With that said, usable marijuana that will be transferred to consumers would be tested for pesticides, microbiological contaminants, water activity and moisture content, as well as for THC and CBD concentration. Uncured marijuana will be tested for all of these things except water activity and moisture content. Cannabinoid products, except for those applied to skin or hair, would be tested for THC and CBD concentration and homogeneity. (If applied to skin or hair, these products would be tested for THC and CBD concentration, and solvents.)
The rules require marijuana “batches” to be separated into units of no greater than ten pounds, and edibles must be separated into at least twelve whole units that are equivalent to a serving size. Samples would have to be taken only by laboratory personnel in accordance with state lab (ORELAP) approved policy, and the rules give strictures as to how these samples are sourced. If a sample “fails,” the applicant can either destroy the harvest or “process lot” or submit for re-sampling. If a sample fails twice, the harvest of the process lot would be destroyed.
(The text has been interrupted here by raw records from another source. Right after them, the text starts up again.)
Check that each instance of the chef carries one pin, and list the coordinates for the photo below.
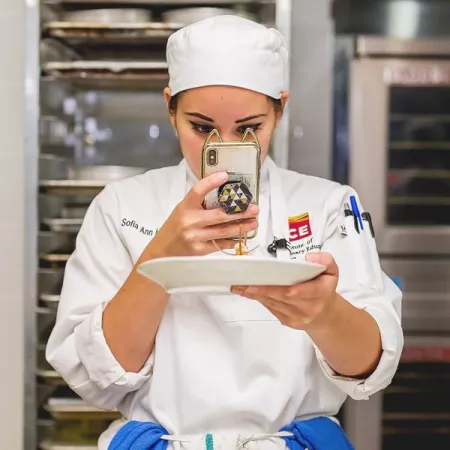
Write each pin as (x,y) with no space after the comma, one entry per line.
(263,367)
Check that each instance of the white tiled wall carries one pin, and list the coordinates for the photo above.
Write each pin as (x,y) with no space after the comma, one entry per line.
(12,210)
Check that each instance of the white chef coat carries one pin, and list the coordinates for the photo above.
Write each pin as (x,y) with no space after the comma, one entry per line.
(221,364)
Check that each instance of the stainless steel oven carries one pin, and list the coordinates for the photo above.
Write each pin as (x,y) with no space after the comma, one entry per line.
(400,142)
(396,154)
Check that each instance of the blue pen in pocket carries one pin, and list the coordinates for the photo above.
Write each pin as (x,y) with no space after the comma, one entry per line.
(358,246)
(356,212)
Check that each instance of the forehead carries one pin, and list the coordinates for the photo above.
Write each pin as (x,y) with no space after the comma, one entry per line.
(219,100)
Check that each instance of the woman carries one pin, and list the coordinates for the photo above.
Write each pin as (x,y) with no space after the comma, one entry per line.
(241,366)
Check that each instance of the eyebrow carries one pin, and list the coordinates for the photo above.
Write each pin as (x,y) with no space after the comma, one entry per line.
(208,119)
(201,116)
(246,119)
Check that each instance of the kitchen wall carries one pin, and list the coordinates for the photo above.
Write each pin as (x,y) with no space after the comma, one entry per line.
(13,214)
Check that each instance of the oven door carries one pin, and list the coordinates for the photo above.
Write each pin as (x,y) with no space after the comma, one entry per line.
(400,151)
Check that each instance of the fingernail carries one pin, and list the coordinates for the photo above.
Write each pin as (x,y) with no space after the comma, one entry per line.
(252,291)
(221,176)
(313,257)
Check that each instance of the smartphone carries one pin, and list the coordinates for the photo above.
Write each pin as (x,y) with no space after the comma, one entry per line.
(242,162)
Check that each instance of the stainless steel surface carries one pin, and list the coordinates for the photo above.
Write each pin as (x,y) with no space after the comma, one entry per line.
(49,445)
(50,281)
(393,18)
(52,98)
(426,292)
(50,206)
(53,168)
(50,301)
(30,222)
(368,132)
(280,151)
(54,258)
(108,16)
(166,2)
(363,422)
(311,62)
(188,16)
(50,242)
(54,131)
(69,408)
(377,45)
(45,323)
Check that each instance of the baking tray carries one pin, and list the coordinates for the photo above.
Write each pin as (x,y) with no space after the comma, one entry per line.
(121,83)
(51,242)
(108,15)
(69,408)
(76,33)
(82,179)
(63,225)
(167,2)
(187,16)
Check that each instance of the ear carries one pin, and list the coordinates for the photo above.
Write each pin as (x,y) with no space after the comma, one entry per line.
(167,96)
(284,99)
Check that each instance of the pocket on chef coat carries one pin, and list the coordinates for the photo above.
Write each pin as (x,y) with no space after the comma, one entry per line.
(234,308)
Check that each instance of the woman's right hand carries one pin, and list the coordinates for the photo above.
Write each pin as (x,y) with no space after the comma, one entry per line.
(190,230)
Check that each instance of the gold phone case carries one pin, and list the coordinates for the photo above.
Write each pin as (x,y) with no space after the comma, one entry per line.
(241,160)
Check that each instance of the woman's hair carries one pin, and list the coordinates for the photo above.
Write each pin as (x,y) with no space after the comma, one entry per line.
(277,104)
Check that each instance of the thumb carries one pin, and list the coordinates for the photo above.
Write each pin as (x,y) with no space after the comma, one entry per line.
(325,259)
(197,194)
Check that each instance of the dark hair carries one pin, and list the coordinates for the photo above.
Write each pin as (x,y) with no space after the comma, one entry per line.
(277,104)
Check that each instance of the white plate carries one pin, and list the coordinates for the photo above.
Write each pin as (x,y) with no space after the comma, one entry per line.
(218,274)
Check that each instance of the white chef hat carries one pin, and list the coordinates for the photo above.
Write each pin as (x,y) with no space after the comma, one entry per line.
(230,51)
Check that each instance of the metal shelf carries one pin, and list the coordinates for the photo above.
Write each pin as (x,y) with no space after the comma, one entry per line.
(75,34)
(160,2)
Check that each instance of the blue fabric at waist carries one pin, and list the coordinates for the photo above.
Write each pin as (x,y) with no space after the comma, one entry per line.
(315,434)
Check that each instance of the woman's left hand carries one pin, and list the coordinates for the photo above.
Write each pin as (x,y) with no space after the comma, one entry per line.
(304,305)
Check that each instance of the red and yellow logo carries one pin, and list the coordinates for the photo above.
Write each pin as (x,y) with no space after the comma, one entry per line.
(299,227)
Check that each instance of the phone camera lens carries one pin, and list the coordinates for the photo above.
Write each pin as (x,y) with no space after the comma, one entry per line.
(212,157)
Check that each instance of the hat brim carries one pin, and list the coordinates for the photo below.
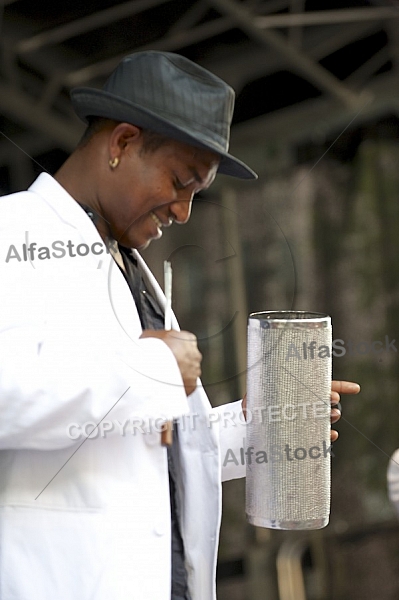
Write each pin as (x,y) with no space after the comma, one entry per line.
(89,102)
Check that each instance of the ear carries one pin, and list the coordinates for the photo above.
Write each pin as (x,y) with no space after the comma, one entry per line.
(122,137)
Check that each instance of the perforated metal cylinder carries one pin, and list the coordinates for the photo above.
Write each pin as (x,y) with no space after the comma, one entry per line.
(288,448)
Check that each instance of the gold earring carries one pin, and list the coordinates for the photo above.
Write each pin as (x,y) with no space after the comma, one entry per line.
(113,162)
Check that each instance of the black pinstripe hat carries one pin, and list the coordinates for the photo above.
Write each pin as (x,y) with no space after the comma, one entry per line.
(169,94)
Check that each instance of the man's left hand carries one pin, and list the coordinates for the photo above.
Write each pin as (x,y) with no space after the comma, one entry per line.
(337,388)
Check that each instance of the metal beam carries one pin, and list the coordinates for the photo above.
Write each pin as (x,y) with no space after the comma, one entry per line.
(250,63)
(20,107)
(328,17)
(318,118)
(174,42)
(85,24)
(314,72)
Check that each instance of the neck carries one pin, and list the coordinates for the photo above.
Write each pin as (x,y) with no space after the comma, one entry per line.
(78,179)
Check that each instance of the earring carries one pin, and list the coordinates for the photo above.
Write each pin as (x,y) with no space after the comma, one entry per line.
(113,162)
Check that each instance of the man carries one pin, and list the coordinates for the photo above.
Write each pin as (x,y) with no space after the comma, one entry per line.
(113,515)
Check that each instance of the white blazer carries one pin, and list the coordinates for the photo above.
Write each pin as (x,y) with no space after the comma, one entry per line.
(89,519)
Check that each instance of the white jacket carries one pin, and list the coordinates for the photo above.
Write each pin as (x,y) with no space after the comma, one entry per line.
(90,520)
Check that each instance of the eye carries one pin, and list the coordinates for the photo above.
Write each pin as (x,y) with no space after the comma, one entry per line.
(178,184)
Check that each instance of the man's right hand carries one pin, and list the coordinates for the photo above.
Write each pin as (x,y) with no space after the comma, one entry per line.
(184,347)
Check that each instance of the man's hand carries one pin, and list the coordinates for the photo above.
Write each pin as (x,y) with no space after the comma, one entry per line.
(337,388)
(184,346)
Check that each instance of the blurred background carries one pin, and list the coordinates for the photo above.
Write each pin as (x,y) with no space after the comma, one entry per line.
(317,116)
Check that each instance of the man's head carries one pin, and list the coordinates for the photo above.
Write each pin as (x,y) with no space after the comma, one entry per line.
(170,95)
(141,181)
(158,133)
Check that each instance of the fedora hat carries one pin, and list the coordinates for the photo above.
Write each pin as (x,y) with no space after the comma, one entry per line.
(168,94)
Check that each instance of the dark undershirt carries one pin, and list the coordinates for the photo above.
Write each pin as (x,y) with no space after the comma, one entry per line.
(152,317)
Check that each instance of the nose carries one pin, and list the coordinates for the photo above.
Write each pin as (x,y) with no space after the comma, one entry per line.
(181,210)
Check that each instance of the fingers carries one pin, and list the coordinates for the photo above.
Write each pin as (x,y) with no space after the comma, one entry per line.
(340,387)
(345,387)
(334,435)
(183,344)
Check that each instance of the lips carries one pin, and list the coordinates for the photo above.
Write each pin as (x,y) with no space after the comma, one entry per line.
(157,221)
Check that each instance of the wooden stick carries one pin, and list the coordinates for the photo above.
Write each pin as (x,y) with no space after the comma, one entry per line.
(167,430)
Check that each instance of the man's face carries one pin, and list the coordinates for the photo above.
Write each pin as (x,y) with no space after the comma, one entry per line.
(151,190)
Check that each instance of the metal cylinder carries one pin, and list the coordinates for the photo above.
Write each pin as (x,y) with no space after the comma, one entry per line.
(288,448)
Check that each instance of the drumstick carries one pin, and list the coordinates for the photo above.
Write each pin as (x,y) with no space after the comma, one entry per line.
(167,431)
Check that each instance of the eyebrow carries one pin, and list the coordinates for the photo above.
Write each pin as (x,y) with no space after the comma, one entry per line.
(197,177)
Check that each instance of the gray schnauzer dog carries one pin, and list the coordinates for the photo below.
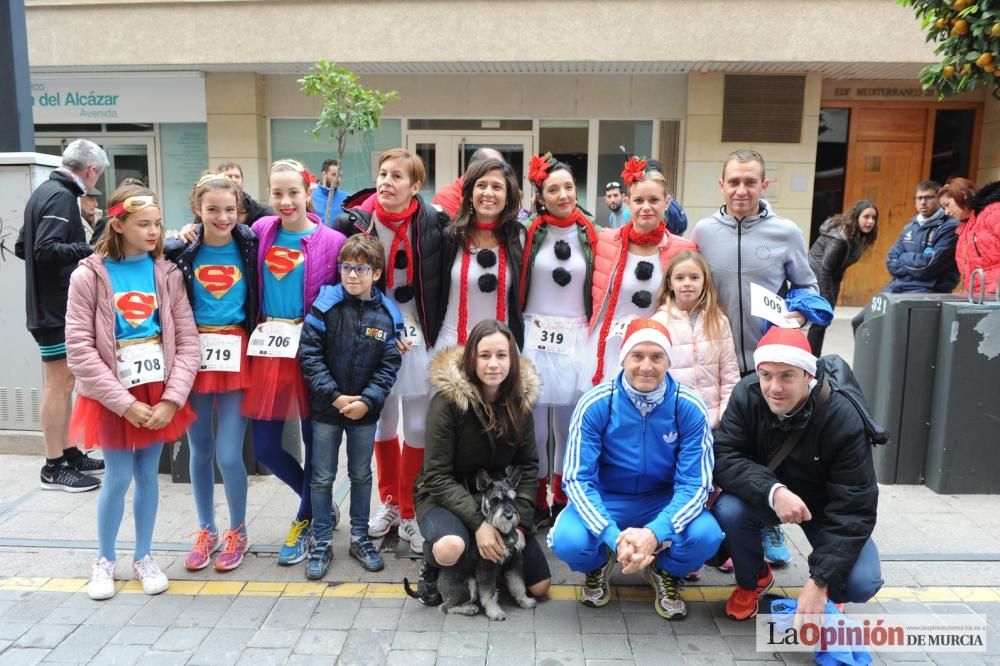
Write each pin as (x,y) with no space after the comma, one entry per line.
(474,578)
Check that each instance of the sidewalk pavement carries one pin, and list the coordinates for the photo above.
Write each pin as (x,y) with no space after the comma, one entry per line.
(941,554)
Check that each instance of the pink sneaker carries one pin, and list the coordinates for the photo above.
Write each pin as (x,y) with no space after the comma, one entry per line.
(235,546)
(200,556)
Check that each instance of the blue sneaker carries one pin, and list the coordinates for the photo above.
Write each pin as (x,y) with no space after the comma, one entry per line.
(363,550)
(775,550)
(319,560)
(296,546)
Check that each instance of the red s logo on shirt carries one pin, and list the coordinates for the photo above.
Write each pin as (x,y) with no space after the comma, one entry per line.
(218,279)
(135,307)
(281,261)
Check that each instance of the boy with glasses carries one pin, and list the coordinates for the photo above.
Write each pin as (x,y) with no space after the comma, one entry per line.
(349,360)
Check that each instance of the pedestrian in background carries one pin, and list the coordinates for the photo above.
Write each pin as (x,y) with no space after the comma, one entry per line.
(843,239)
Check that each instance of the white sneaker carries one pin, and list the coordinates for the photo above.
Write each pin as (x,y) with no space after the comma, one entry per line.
(410,531)
(385,519)
(146,572)
(102,580)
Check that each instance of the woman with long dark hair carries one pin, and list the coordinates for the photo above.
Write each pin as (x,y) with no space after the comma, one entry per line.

The proposed rules allow OHA to randomly audit registrants, and there are possibilities for securing a waiver of the pesticide testing requirements for consistently clean licensees.
So that’s the gist. Unfortunately, there are no public hearings on these temporary rules, but comments will be accepted through this Friday, October 16. You can send those to OHA, care of email@example.com. We expect Ms. Sande will receive a large serving of comments, particularly on the edibles limit. On January 1, 2016, temporary rules for labeling go into effect. It’s unclear when the rules for testing and concentration would take effect. OHA will start a permanent rulemaking process on all of these topics after a trial period, probably next spring.